藤井聡太七段 棋聖戦第1局勝利「最後の方は分からないまま指していた」

2020年06月08日 21時26分

対局後、会見に臨む藤井聡太七段

 将棋の藤井聡太七段が8日、東京・渋谷区の将棋会館で行われた第91期棋聖戦5番勝負第1局で、渡辺明棋聖(36=棋王・王将)に157手で勝利を収めた。

 対局後、会見に臨み「最後、かなり際どい展開になって時間もなかったので、最後の方は分からないまま指していたという感じだった」。それでも勝てたことで「まず先勝することができてよかった」と安堵すると「第2局までしばらく間があるので、しっかり準備したいと思う」と28日に行われる第2局を見据えた。
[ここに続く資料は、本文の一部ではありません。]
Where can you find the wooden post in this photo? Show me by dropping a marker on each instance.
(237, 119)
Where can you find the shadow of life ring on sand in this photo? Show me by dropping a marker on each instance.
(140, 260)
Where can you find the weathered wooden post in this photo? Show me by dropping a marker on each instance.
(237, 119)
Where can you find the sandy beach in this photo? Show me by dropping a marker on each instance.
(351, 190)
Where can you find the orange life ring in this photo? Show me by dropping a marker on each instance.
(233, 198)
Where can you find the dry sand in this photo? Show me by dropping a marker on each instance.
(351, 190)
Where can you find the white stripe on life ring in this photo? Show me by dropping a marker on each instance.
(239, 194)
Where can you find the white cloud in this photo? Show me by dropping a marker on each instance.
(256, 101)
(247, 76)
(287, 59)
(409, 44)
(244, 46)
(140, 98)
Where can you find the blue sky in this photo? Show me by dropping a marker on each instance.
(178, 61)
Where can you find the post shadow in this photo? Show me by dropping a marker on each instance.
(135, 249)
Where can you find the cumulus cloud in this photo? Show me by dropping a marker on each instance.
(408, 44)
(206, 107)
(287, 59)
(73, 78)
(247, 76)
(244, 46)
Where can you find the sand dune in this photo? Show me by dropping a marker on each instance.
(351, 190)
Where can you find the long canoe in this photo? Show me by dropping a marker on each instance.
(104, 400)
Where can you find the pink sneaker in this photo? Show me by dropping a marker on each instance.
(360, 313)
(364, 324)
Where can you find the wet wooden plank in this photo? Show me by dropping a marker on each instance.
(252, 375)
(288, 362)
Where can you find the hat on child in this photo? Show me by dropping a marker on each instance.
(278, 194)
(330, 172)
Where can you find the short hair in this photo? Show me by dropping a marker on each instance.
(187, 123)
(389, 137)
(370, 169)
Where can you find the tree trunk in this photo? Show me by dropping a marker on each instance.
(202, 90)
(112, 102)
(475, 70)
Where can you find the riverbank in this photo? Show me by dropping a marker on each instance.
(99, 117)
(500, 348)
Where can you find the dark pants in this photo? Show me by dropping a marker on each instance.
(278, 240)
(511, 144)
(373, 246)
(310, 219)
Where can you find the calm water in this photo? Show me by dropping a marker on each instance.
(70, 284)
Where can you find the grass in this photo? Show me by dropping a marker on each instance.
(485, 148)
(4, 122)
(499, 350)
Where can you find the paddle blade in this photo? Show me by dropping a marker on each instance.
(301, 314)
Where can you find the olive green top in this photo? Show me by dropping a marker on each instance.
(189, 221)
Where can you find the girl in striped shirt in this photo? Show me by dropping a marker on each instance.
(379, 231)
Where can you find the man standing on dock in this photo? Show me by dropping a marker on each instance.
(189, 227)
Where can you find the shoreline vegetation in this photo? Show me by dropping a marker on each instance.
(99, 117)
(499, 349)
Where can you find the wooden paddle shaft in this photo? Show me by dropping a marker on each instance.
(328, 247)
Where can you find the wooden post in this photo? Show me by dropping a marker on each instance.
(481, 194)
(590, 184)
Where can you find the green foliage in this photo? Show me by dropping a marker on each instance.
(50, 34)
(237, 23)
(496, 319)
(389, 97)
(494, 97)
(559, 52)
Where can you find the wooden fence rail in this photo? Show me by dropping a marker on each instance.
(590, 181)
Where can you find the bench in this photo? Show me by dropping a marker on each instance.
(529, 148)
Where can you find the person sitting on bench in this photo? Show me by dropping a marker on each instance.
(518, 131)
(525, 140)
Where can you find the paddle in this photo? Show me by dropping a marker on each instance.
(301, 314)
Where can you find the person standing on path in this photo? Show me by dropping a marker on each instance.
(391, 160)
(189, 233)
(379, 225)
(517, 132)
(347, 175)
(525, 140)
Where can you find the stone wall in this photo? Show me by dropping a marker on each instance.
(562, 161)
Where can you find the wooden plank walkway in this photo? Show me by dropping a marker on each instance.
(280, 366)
 渡辺棋聖については「中盤でいくつかこちらが思いつかない手を指されて、そういったところはこちらも見習わなければいけないところなのかなと感じた」という。さらに「普段の公式戦以上に、いろいろな方に携わっていただいて対局が実現しているんだなと感じた」と心境を明かした。

 なお、藤井七段はこの日、17歳10か月20日でタイトル戦に挑み、1989年に屋敷伸之四段(現九段)が棋聖戦に登場した時の17歳10か月24日を4日上回り、史上最年少記録を更新した。